One example is moving the elementary recesses into quadrants to maintain distancing. There are seat assignments at the lunch table instead of letting students sit wherever to eat. Staff even has to place silverware on trays for students to limit germ transmission. Those were the sanitary and precautionary steps staff have taken in order to welcome students back to classes safely.

“I just thought that it was great to see kids back to school and smiles on their faces,” Fields said. “It had been some 141 days since we saw kids in person. It was great to see kids back in school. Overall, things went well. Obviously there are bugs, but we'll get those fixed.”

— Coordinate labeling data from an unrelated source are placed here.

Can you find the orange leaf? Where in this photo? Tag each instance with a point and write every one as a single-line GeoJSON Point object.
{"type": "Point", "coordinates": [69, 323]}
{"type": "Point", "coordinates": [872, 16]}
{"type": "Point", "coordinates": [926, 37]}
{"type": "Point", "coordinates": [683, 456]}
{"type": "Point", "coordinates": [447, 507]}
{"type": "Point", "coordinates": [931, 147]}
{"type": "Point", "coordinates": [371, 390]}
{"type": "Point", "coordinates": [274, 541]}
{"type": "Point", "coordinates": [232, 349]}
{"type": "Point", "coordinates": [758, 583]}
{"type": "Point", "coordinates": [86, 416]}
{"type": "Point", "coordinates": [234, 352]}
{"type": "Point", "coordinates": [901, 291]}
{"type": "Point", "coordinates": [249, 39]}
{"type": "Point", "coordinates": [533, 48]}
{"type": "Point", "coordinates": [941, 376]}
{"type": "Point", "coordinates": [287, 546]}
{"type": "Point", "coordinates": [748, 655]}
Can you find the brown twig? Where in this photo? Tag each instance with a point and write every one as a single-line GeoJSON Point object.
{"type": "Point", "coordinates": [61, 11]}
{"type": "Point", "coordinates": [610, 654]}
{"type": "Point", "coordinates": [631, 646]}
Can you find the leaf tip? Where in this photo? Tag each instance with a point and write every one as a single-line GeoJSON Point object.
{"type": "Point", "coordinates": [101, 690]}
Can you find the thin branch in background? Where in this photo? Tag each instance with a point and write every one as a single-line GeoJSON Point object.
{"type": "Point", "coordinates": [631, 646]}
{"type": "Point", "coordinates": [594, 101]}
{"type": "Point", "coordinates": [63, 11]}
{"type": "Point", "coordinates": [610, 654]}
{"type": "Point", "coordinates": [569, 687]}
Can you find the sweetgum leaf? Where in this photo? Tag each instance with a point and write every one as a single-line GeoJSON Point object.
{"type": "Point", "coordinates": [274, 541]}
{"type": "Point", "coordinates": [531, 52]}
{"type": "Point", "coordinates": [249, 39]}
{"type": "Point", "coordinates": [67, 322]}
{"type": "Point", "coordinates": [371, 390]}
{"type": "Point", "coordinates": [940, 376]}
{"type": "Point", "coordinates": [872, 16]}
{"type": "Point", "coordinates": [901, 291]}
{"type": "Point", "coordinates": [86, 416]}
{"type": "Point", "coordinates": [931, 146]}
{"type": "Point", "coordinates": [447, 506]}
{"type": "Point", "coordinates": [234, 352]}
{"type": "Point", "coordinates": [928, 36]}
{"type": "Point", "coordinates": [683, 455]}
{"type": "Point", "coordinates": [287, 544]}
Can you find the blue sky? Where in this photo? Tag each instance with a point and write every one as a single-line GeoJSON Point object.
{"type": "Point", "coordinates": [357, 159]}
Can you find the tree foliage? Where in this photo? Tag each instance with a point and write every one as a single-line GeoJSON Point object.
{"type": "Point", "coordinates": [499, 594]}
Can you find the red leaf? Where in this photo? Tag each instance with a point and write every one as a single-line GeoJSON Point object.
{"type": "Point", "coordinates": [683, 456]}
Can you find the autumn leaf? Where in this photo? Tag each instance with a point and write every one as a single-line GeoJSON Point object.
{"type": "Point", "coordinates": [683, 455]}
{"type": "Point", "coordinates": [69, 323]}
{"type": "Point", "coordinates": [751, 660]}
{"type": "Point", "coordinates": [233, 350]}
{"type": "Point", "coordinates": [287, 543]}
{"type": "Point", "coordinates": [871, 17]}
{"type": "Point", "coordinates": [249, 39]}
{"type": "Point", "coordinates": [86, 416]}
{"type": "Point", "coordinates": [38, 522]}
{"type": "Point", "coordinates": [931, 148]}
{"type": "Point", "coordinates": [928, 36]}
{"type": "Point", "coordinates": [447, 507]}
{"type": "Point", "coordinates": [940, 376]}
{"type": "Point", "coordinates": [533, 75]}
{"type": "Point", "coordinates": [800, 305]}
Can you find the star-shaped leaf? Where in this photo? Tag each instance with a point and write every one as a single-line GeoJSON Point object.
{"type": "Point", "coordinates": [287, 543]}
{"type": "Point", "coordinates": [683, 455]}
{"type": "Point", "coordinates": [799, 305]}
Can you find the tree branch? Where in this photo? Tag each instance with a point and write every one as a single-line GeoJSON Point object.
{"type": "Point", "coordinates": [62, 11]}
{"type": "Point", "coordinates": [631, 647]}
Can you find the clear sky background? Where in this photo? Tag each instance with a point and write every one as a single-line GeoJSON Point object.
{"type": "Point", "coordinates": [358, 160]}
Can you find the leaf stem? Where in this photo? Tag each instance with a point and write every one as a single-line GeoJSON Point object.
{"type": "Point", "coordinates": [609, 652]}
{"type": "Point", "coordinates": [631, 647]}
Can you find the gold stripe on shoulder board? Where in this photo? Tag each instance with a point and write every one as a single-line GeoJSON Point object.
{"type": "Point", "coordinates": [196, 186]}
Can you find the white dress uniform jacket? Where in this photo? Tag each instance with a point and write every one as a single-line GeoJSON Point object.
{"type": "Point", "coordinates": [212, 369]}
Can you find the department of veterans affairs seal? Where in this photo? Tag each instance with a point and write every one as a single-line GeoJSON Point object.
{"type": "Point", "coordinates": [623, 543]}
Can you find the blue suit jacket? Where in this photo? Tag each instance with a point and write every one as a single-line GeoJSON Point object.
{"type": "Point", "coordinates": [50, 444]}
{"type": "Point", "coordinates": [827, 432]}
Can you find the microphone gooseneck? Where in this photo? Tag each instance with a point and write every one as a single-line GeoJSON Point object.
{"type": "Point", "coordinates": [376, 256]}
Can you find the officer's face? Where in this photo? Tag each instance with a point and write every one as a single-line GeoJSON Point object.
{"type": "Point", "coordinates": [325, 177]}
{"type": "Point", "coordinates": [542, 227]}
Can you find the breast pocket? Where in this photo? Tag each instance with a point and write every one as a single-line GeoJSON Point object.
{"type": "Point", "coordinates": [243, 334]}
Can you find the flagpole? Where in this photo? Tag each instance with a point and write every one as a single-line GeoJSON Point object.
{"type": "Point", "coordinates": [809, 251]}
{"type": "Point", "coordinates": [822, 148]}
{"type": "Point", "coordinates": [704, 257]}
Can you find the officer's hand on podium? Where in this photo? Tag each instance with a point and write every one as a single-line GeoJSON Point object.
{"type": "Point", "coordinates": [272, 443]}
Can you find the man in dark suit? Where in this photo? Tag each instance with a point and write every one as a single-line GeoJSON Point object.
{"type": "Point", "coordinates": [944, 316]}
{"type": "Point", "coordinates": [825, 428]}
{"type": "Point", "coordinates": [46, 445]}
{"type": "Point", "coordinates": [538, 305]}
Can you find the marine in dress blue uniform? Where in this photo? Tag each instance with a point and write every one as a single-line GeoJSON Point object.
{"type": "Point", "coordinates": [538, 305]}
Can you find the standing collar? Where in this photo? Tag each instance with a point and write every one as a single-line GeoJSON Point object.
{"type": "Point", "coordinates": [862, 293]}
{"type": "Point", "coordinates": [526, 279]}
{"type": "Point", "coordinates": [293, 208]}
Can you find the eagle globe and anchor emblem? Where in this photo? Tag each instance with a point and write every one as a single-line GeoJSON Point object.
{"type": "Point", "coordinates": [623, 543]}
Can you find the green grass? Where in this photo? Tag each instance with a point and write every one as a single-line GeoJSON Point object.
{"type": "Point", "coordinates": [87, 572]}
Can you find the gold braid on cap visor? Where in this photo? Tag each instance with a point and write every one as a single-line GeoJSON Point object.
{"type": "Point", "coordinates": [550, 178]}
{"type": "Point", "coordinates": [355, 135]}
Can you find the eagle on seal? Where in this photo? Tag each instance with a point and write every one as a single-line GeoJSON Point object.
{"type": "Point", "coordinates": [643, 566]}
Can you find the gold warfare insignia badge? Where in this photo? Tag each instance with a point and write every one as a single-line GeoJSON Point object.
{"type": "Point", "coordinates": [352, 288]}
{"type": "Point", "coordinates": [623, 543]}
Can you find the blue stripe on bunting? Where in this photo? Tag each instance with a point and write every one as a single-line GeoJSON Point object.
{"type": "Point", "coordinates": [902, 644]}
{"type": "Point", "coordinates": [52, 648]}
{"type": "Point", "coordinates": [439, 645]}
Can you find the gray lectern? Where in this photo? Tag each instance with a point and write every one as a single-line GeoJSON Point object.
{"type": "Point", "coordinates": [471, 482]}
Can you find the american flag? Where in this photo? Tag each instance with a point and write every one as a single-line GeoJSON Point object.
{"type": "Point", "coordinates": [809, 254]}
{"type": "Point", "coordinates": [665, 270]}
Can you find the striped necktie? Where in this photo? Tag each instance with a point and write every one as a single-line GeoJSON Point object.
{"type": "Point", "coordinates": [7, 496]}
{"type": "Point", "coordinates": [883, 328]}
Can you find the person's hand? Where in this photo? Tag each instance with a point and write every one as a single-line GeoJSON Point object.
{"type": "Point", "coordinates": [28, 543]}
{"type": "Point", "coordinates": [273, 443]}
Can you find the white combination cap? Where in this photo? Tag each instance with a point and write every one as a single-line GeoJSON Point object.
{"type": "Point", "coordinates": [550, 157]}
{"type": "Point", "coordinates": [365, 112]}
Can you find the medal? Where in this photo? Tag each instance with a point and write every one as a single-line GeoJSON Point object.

Those “bugs” brought concerns from parents. One parent, who dropped off children at the middle school and elementary school for first-day classes, said that the parents had been deceived by school officials who reiterated safety in the preceding weeks. She told the Independent that when she dropped off her child at the middle school and saw principal Kirk Gottschalk's mask below his nose, she told him to pull it up. He did not. The reasoning she was given, she said, was “his glasses fog up so he doesn't pull the mask up over his nose.”

When dropping off their students, most parents wore face coverings while they were on school grounds. Only a select few wore no face coverings at all. Faculty and staff wore face coverings, per school district's precautionary measures.

As of Aug. 13, Ralston and Millard school districts already experienced confirmed cases of coronavirus in school. Lincoln Southwest High School confirmed a student went to the nurse's office on the first day experiencing symptoms. Seward County, meanwhile, had no such experience but is the location of 78 confirmed cases in the past three weeks. That's the most of any county in the Four Corners Health District and the most in a three-week stretch since the start of the pandemic.